Introduction

Milestone Report is the initial exploratory analysis of data set that a Swifty style next-word predicting algorithum will be built on eventually. The HC Corpora is provided by Swifty in the context of Coursera Data Science Capstone. It consist a set of text files in four different languages (ie. German(de), English(en), Finnish(fi), Russia(ru), each set contain three text files from three various sources (ie.news, blogs and twitter). Following analysis and the final algorithum shall focus on the English dataset.

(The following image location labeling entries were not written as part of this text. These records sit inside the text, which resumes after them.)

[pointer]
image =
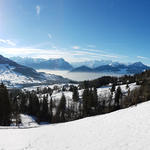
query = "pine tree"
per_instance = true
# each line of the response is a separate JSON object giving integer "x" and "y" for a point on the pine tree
{"x": 113, "y": 88}
{"x": 118, "y": 96}
{"x": 61, "y": 109}
{"x": 51, "y": 110}
{"x": 75, "y": 97}
{"x": 5, "y": 107}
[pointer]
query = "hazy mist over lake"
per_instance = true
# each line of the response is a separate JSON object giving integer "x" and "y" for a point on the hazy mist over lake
{"x": 77, "y": 76}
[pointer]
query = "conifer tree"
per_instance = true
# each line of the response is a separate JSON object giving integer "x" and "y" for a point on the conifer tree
{"x": 5, "y": 107}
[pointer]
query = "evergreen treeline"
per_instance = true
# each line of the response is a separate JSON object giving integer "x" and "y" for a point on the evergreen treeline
{"x": 45, "y": 108}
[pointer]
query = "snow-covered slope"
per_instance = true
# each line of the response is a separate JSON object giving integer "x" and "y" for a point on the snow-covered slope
{"x": 13, "y": 74}
{"x": 127, "y": 129}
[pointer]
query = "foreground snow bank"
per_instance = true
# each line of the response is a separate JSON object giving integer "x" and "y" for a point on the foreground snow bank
{"x": 126, "y": 129}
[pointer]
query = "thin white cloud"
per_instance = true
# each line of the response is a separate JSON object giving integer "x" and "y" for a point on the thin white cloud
{"x": 142, "y": 57}
{"x": 38, "y": 9}
{"x": 7, "y": 42}
{"x": 91, "y": 46}
{"x": 76, "y": 47}
{"x": 49, "y": 36}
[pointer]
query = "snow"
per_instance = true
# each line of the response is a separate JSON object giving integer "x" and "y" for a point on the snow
{"x": 28, "y": 121}
{"x": 126, "y": 129}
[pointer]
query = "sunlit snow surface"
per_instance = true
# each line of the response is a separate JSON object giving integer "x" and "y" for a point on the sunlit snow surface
{"x": 127, "y": 129}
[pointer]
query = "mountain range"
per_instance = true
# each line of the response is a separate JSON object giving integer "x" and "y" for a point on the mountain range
{"x": 102, "y": 66}
{"x": 117, "y": 68}
{"x": 12, "y": 74}
{"x": 39, "y": 63}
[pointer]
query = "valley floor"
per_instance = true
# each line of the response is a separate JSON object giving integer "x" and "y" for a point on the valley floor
{"x": 127, "y": 129}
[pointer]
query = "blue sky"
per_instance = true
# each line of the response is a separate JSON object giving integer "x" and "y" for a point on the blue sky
{"x": 76, "y": 30}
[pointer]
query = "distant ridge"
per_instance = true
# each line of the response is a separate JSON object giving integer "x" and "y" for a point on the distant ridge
{"x": 39, "y": 63}
{"x": 117, "y": 68}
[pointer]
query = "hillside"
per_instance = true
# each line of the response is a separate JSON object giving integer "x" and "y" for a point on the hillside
{"x": 39, "y": 63}
{"x": 12, "y": 74}
{"x": 126, "y": 129}
{"x": 116, "y": 68}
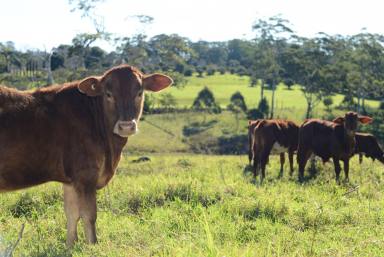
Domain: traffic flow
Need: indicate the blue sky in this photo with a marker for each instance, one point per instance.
(44, 24)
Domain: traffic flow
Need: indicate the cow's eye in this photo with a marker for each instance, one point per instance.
(109, 94)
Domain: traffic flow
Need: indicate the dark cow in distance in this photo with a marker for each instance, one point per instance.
(367, 144)
(329, 139)
(74, 134)
(271, 137)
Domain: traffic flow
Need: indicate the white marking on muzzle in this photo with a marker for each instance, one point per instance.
(125, 128)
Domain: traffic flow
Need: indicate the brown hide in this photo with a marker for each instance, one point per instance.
(329, 139)
(74, 134)
(269, 136)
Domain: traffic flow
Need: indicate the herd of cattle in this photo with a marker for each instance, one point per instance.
(74, 134)
(335, 139)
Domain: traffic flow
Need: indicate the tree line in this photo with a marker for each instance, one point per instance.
(322, 65)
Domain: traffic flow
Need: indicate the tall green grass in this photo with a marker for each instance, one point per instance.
(191, 205)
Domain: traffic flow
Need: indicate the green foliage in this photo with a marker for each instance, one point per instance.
(206, 101)
(149, 103)
(237, 99)
(167, 101)
(263, 107)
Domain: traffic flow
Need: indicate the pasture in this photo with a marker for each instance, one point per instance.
(290, 103)
(186, 204)
(196, 205)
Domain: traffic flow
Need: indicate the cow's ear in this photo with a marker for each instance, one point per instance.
(90, 86)
(365, 119)
(339, 120)
(156, 82)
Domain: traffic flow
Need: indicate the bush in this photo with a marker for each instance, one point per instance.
(264, 107)
(237, 100)
(206, 101)
(167, 101)
(254, 114)
(188, 72)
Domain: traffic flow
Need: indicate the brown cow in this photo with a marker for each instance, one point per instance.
(72, 134)
(329, 139)
(271, 136)
(367, 144)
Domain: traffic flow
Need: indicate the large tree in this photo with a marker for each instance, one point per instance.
(271, 39)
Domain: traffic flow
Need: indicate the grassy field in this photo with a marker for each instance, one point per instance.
(184, 204)
(288, 102)
(193, 205)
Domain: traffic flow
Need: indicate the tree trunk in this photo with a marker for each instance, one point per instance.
(261, 89)
(309, 109)
(273, 100)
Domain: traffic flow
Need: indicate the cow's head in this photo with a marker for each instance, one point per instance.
(122, 89)
(351, 119)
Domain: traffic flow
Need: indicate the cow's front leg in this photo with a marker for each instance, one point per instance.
(88, 212)
(290, 157)
(282, 161)
(346, 169)
(72, 212)
(336, 163)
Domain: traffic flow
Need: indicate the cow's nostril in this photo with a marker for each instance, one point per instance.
(127, 125)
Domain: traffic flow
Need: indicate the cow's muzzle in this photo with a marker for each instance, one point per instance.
(125, 128)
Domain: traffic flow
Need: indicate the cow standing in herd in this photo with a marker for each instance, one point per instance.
(329, 139)
(271, 137)
(74, 134)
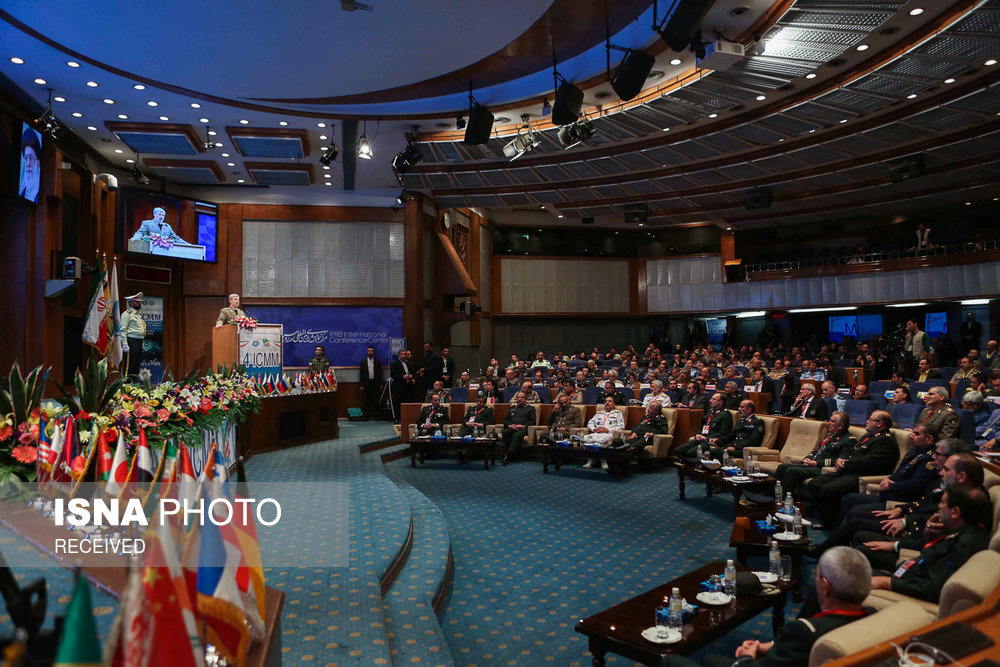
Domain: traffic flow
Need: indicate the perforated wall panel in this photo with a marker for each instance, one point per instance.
(695, 285)
(564, 286)
(323, 259)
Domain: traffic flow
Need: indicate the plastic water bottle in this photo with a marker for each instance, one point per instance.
(730, 579)
(676, 609)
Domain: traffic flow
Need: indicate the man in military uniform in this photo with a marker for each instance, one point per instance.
(653, 423)
(231, 313)
(939, 412)
(564, 417)
(875, 454)
(319, 363)
(717, 423)
(479, 415)
(843, 581)
(838, 444)
(133, 334)
(960, 529)
(515, 426)
(432, 417)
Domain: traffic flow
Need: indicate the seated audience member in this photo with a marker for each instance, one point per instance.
(830, 391)
(479, 415)
(432, 417)
(519, 417)
(843, 581)
(564, 417)
(905, 521)
(925, 372)
(530, 395)
(652, 423)
(960, 529)
(939, 412)
(656, 395)
(440, 391)
(837, 445)
(875, 453)
(694, 398)
(807, 405)
(602, 426)
(965, 369)
(716, 423)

Loading and Cleaning the Data

The three text files (ie en_US.twitter.txt, en_US.news.txt & en_US.blogs.txt) are downloaded. The file size are quite heavy (ie 159MB to 200MB) for PC to handle.

## en_US.twitter.txt    en_US.news.txt   en_US.blogs.txt 
##      "159.36  MB"      "196.28  MB"      "200.42  MB"

Data Partitions

Before exploring and fitting models, it is necessary to partition the data into three parts: training, validation and test dataset. The model will be fitted by choosing parameters which minimize error on the training set. Then the model will be tuned by minimizing error on the validation set. Finally, the model’s performance will be tested by test set.

The HC Corpora dataset will be splitted into 60/20/20 partition as training/validation/test datasets.

twitter.file.name <- 'en_US.twitter.txt'
news.file.name <- 'en_US.news.txt'
blogs.file.name <- 'en_US.blogs.txt'

splits <- c(0.6, 0.2, 0.2)
split.file(twitter.file.name, splits)

## [1] "Found 2360148 lines. in file en_US.twitter.txt"
## [1] "Dataset is splitted into training, testing, and cross validation set:"
## [1] "1417230 lines in training set."
## [1] "471078 lines in cross validation set."
## [1] "471840 lines in test set."

split.file(news.file.name, splits)

## [1] "Found 77259 lines. in file en_US.news.txt"
## [1] "Dataset is splitted into training, testing, and cross validation set:"
## [1] "46525 lines in training set."
## [1] "15375 lines in cross validation set."
## [1] "15359 lines in test set."

split.file(blogs.file.name, splits)

## [1] "Found 899288 lines. in file en_US.blogs.txt"
## [1] "Dataset is splitted into training, testing, and cross validation set:"
## [1] "538741 lines in training set."
## [1] "180126 lines in cross validation set."
## [1] "180421 lines in test set."

Pre-processing

It isn’t necessary to load the entire dataset in to fit the algorithms. As sample can be used to infer facts about a population, hence, it is preferable to use a smaller subset of the data.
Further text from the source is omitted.